As We Watch California Burn Yet Again It’s Time to Say Yes to ‘Save Our San Diego Countryside’

by on October 28, 2019 · 1 comment

in California, San Diego, Under the Perfect Sun

By Jim Miller

California’s burning (again) with Governor Newsom declaring a state of emergency for Los Angeles and Sonoma Counties in the wake of twelve fires raging across the state.  Smoke swept throughout the Bay Area and parts north and delayed flights into San Francisco. Schools were closed in the affected regions, and close to two million people suffered through pre-emptive power shut-offs to try avoiding yet more blazes.

In Los Angeles, residents agonized through hellishly hot fall temperatures and respiratory problems while blazes in San Diego county broke out in Valley View and Ramona, reviving traumatic memories of apocalyptic fires past for many.  In San Diego county, the damage has been minor so far, but the hot, dry, windy conditions ensure that another firestorm is always just around the corner.

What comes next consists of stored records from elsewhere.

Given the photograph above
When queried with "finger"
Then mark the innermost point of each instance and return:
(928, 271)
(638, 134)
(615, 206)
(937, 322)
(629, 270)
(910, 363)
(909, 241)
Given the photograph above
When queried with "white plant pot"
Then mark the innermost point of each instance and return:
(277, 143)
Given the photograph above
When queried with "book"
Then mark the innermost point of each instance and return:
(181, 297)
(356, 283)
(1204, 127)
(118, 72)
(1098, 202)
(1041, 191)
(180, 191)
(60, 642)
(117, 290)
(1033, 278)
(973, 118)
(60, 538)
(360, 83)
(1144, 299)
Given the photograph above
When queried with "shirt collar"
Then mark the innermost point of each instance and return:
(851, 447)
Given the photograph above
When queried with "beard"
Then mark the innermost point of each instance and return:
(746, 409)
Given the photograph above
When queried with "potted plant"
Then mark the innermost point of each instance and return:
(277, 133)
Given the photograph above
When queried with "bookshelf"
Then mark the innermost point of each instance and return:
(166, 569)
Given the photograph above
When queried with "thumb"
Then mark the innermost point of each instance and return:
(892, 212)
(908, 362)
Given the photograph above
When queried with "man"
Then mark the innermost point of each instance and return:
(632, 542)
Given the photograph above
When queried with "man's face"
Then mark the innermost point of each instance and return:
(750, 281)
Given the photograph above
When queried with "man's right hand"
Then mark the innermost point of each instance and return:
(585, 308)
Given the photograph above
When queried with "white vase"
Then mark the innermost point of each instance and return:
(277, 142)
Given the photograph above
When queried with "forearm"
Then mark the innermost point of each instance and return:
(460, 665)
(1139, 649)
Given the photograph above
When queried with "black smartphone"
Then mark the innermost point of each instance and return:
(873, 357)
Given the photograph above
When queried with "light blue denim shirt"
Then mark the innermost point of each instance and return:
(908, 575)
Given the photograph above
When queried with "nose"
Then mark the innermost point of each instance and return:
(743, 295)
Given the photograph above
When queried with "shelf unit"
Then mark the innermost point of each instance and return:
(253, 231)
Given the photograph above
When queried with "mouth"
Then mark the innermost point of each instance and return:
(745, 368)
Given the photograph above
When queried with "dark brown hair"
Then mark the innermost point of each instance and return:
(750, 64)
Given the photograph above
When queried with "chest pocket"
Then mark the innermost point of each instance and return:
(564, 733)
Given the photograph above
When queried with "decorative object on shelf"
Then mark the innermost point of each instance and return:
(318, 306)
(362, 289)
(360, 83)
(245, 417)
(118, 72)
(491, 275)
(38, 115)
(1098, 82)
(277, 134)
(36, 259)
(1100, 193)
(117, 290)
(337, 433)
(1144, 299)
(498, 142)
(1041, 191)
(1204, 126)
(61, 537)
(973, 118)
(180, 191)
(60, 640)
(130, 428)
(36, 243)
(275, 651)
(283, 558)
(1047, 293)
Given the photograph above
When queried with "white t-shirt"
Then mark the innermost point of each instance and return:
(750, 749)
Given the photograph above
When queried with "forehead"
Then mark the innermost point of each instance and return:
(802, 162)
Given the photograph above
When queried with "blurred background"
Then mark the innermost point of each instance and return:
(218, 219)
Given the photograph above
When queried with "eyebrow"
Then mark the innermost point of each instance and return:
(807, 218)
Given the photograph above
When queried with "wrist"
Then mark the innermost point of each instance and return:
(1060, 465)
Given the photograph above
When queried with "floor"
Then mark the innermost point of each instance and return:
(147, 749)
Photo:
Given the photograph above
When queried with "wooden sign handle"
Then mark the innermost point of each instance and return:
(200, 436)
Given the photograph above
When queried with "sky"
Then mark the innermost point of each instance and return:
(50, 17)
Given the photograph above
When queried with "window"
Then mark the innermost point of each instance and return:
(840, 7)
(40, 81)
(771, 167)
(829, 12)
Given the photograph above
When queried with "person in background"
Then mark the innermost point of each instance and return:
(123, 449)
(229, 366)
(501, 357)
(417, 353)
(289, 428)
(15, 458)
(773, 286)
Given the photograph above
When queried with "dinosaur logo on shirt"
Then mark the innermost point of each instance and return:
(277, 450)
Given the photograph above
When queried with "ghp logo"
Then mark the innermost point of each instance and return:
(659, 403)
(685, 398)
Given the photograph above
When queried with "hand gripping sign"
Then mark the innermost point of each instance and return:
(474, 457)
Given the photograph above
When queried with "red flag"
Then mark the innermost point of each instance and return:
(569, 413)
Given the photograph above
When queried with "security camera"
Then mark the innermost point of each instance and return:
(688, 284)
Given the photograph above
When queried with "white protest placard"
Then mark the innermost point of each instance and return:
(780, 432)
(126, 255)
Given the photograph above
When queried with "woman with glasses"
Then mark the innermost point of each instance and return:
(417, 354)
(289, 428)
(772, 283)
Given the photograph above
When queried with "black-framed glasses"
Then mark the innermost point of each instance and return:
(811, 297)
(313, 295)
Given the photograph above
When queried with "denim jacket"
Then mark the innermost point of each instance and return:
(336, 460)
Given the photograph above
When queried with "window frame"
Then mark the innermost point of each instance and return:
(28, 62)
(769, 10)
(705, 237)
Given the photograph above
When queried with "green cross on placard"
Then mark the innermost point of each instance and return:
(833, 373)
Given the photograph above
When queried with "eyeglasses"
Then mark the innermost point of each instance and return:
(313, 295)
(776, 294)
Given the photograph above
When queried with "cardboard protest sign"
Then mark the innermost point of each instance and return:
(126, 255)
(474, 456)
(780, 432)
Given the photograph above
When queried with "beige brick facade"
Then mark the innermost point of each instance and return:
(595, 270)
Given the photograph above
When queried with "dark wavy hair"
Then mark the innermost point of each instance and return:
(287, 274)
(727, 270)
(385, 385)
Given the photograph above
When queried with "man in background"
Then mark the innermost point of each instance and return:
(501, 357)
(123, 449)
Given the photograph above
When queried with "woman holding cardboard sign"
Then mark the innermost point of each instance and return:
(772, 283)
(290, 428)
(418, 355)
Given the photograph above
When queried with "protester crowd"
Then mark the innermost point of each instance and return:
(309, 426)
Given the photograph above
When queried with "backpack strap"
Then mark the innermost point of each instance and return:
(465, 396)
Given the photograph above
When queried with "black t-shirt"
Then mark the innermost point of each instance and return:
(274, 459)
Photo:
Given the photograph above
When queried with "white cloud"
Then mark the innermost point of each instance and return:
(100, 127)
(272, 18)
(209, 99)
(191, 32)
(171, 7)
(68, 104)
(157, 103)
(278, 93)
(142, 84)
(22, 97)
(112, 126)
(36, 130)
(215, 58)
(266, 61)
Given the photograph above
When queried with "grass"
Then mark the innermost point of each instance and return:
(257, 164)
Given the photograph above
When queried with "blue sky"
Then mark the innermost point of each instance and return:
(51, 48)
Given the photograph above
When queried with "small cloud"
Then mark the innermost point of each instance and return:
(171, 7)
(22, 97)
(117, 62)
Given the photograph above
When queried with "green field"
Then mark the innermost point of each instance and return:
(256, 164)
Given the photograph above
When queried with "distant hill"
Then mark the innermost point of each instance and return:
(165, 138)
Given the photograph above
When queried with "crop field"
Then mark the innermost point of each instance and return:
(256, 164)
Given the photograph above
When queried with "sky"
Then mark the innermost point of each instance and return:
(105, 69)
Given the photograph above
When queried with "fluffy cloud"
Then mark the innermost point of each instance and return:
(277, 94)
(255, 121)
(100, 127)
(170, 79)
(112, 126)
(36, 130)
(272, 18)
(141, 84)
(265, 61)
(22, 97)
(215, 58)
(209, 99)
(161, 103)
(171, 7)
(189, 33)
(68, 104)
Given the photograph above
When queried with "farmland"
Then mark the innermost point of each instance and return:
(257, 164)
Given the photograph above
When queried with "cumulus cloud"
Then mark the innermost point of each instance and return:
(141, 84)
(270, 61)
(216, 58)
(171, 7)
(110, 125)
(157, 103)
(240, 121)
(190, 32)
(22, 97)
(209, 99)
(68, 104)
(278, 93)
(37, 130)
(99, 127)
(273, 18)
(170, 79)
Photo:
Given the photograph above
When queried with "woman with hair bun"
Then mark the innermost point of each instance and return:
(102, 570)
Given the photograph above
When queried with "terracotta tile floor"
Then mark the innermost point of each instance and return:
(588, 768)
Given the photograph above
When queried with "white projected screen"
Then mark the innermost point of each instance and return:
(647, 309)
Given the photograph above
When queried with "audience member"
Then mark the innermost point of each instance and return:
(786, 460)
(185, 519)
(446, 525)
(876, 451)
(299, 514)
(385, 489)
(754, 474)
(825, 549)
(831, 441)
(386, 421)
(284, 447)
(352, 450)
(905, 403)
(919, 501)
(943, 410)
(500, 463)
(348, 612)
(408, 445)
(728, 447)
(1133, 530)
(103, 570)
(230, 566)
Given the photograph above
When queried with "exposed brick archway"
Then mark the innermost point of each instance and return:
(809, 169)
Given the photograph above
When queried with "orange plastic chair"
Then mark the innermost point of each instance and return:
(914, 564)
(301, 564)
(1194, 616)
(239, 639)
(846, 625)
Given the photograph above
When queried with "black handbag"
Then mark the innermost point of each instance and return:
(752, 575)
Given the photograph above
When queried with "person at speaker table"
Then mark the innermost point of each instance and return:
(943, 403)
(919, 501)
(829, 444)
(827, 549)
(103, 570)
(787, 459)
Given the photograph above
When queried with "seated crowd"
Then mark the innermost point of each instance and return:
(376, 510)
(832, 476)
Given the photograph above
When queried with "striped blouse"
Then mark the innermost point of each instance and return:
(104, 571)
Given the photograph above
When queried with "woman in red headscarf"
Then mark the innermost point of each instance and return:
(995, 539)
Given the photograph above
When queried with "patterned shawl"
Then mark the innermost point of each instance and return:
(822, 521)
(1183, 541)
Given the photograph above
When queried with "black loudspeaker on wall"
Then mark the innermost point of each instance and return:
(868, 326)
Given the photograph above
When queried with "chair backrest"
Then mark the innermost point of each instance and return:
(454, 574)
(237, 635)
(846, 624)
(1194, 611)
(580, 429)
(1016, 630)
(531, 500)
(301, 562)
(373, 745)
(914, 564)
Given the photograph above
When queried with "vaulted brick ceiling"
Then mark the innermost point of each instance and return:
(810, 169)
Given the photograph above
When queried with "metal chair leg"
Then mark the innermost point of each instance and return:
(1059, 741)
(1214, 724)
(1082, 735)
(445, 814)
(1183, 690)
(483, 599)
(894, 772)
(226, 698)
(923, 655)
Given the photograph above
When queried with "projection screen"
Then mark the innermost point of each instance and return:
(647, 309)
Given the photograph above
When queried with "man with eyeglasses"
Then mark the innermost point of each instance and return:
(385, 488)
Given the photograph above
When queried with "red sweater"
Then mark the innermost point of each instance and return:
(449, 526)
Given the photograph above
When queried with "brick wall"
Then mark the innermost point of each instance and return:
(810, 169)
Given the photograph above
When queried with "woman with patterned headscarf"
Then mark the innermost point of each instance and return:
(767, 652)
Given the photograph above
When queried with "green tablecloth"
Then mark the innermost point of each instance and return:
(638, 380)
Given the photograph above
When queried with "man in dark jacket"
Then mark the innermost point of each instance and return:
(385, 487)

Despite all the dramatic news stories about evacuations, property damage, and existential peril, the underlying feeling one gets is that folks are starting to become used to this yearly ritual of destruction.  As the world warms, these catastrophic scenes are the new normal.  Complain about the late fall heat, watch fires on TV, call to check on friends or family if they’re in harm’s way, and keep driving to work on the crowded freeways.   This is how we live in the Anthropocene.

As Thomas Fuller and Kendra Pierre-Louis observe in a New York Times piece published last week, “A Forecast for a Warming World: Learn to Live with Fire”:

All this is happening after three straight years of record-breaking fires that researchers say are likely to continue in a warming world and which raise an important question: How to live in an ecosystem that is primed to burn?

“I think the perception is that we’re supposed to control them. But in a lot of cases we cannot,” said John Abatzoglou, an associate professor at the University of Idaho. “And that may allow us to think a little bit differently about how we live with fire. We call it wildfire for reason — it’s not domesticated fire.”

According to the National Climate Assessment, the government report that summarizes present and future effects of a warming climate on the United States, fire is a growing problem. Climate change will lead to more wildfires nationwide as hotter temperatures dry out plants, making them easier to ignite.

Of course, even if we somehow find a way to collectively respond to the climate crisis in time to prevent the-worst case scenarios, we have already altered the environment enough that some forms of adaptation are necessary.  What would seem completely untenable–crazy in fact—would be proceeding along with business as usual as if nothing has changed at all.

Unfortunately, that’s exactly what we are doing here in California, in San Diego in particular, as we continue to allow exurban sprawl into our backcountry, building planned communities in tinderboxes that will inevitably burn and give us the next TV disaster.  Then it’s burn, rebuild, repeat in what is an increasingly reckless and irrational cycle.

But here in San Diego County, it doesn’t have to be that way.  While we may have to learn to live with fire, we can do much better when it comes to how we build for the future.  In the past, developers spent big money to defeat measures that would have curbed unrestricted sprawl into fire prone areas of our backcountry.  Now, however, we have another chance to restore some basic sanity to the way we live in the face of the ever-increasing risk of fire.

Coming up in March 2020, the SOS (Save Our San Diego Countryside) Initiative will be on the ballot. This much-needed measure will prevent sprawl by giving San Diego County residents a voice in how and where development happens in our region.  If passed, it would require voter approval of changes to San Diego’s General Plan that would increase housing density in rural and semi-rural areas.

This would stop politicians elected by developer money from amending the General Plan without a vote of the people.  It would also encourage saner development in line with the General Plan that calls for 60,000 new units of affordable housing closer to urban infrastructure and transit that would not require a vote.  What would be restricted? Luxury mega-projects built far away from infrastructure in fire-prone areas.

San Diego County has seen big money defeat similar efforts in the past, but now, as we watch California turn into an inferno once again, perhaps reason will prevail.  It’s time we stop our history of insane development, save our countryside, protect the local environment, and not let moneyed interests make the future of our region any more perilous than it already is.

 

 

{ 1 comment… read it below or add one }

Chris October 31, 2019 at 11:55 am

I’m not optimistic either way. Whether it passes or not there will be consequences on either side.